Official Report


  • Justice 1 Committee, 14 Jun 2006    
      • [The Convener opened the meeting at 09:49]

      • Item in Private
        • The Convener (Pauline McNeill):
          I open the 23rd meeting this year of the Justice 1 Committee. We have not received any apologies this morning; I believe that Margaret Mitchell and Mary Mulligan will be joining us shortly.

          Under item 1, I ask members to agree to take in private item 4, which is consideration of the committee's draft stage 1 report on the Criminal Proceedings etc (Reform) (Scotland) Bill, and to agree to consider subsequent drafts in private. Is that agreed?

          Members indicated agreement.

      • Subordinate Legislation
        • Civil Partnership Act 2004 (Consequential Amendments) (Scotland) Order 2006 (draft)
          • The Convener:
            Item 2 is subordinate legislation. I welcome Hugh Henry, Deputy Minister for Justice, who is accompanied by Anne Cairns, from the office of the solicitor to the Scottish Executive, and Christina Phillips, from the Scottish Executive's Justice Department.

            I invite the deputy minister to make a short opening statement on the draft Civil Partnership Act 2004 (Consequential Amendments) (Scotland) Order 2006 and then to move motion S2M-4472.

          • The Deputy Minister for Justice (Hugh Henry):
            The draft order makes consequential amendments to primary legislation to take account of civil partners. The Civil Partnership Act 2004 came into force throughout the United Kingdom in December 2005 and gave couples who have entered into a civil partnership rights and duties towards each other on the same basis as married couples.

            Schedule 28 to the 2004 act set out the required consequential amendments to Scottish primary legislation to take account of civil partnerships. The amendments pick up instances where spouses have particular rights or responsibilities and, where appropriate, extend them to civil partners.

            Given the extent to which the status of marriage is embedded in existing legislation, schedule 28 has not picked up every instance where a consequential amendment is required.
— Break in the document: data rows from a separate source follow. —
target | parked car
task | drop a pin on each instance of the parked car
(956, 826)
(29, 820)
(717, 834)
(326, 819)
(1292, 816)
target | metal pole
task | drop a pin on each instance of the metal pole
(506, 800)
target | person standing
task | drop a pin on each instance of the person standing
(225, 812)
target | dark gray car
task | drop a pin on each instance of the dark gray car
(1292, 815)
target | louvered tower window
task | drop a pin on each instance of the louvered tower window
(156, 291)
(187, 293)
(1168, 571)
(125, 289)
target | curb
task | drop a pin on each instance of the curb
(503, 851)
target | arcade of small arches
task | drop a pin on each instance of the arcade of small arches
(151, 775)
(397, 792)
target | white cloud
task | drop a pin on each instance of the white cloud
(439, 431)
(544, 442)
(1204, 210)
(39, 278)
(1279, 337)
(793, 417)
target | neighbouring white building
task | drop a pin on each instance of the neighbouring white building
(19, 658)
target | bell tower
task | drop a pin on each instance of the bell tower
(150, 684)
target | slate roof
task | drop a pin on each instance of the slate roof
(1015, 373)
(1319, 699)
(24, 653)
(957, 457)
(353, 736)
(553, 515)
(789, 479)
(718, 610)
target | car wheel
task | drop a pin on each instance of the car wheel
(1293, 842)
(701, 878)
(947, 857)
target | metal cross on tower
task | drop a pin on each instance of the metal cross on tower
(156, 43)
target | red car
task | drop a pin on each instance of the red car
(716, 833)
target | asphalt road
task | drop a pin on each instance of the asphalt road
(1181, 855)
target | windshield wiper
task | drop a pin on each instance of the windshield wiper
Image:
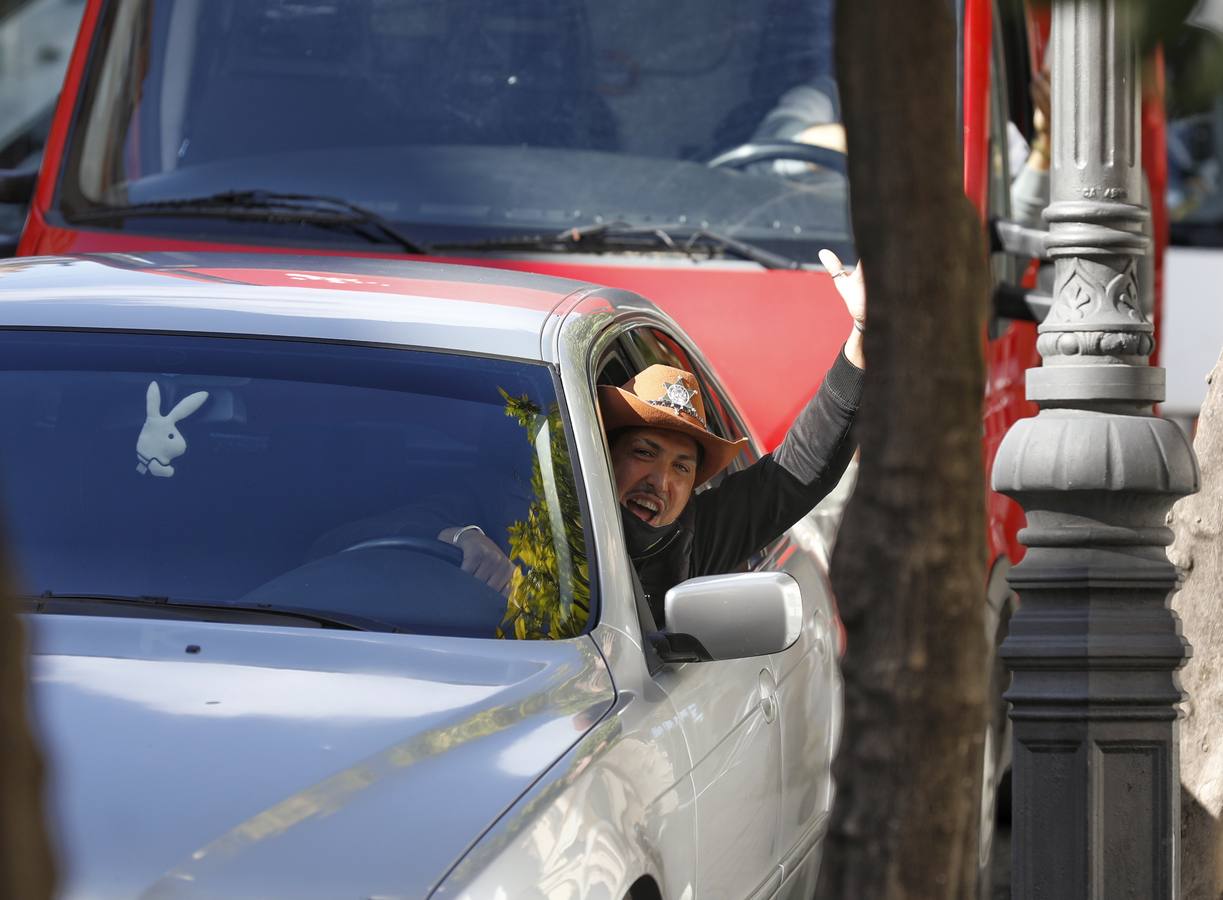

The draft order before the committee provides for consequential amendments to be made to the Agricultural Holdings (Scotland) Act 1991 and the Title Conditions (Scotland) Act 2003 to include references to civil partners, as appropriate.

            I move,

          • That the Justice 1 Committee recommends that the draft Civil Partnership Act 2004 (Consequential Amendments) (Scotland) Order 2006 be approved.

          • The Convener:
            The draft order is fairly straightforward. I suppose that we will be dealing with consequential amendments in relation to the Civil Partnership Act 2004 for some time, until we ensure that we have included all the relevant acts.

          • Hugh Henry:
            Yes. As and when we identify areas that have been inadvertently missed, we will rectify them, as we have done here.

          • Motion agreed to.

          • The Convener:
            Thank you. That was short and sweet for a change.

        • Act of Sederunt (Fees of Solicitors in the Sheriff Court) (Amendment) 2006
          (SSI 2006/295)
          • The Convener:
            I refer members to the note prepared by the clerks in relation to the Act of Sederunt (Fees of Solicitors in the Sheriff Court) (Amendment) 2006. Do any members wish to comment on the instrument?

          • Stewart Stevenson (Banff and Buchan) (SNP):
            I note the letter from the legal secretary to the Lord President, which draws to our attention the fact that

            "The overall increase of 4% reflects the increase in the Notional Average Earnings Index."

            Given that the fees are, to some extent, related to the costs that are incurred, rather than to the earnings that are derived for solicitors, I remain somewhat malcontent that we pass such instruments automatically, just because the fees are aligned with the average earnings index. I say all that not because I wish to take action against the instrument, but because I want to put on the record the fact that I think that this is a relatively unsatisfactory basis on which to be doing things. Lawyers, like everybody else, should be seeking to do things more efficiently and we should be seeing savings to the public purse on the basis of their doing so.

          • The Convener:
            By and large, the fees do not affect the public purse. The instrument is about fees that can be claimed. I suppose it depends what side of the argument one is on and whether one is claiming expenses or paying them.

            There are no other comments, so we will note Stewart Stevenson's comment; he is quite correct that we should not simply pass such instruments without scrutinising them. However, we are all satisfied that we understand where the increase has come from. We certainly welcome the fairly lengthy explanation from the legal secretary to the Lord President, which I am sure also responds to the questions that Stewart Stevenson has asked in the past. We now have a full answer, which I welcome.

            Are members happy simply to note the instrument?

            Members indicated agreement.

          • The Convener:
            Members agreed earlier to take item 4 in private.

          • Meeting continued in private until 13:12.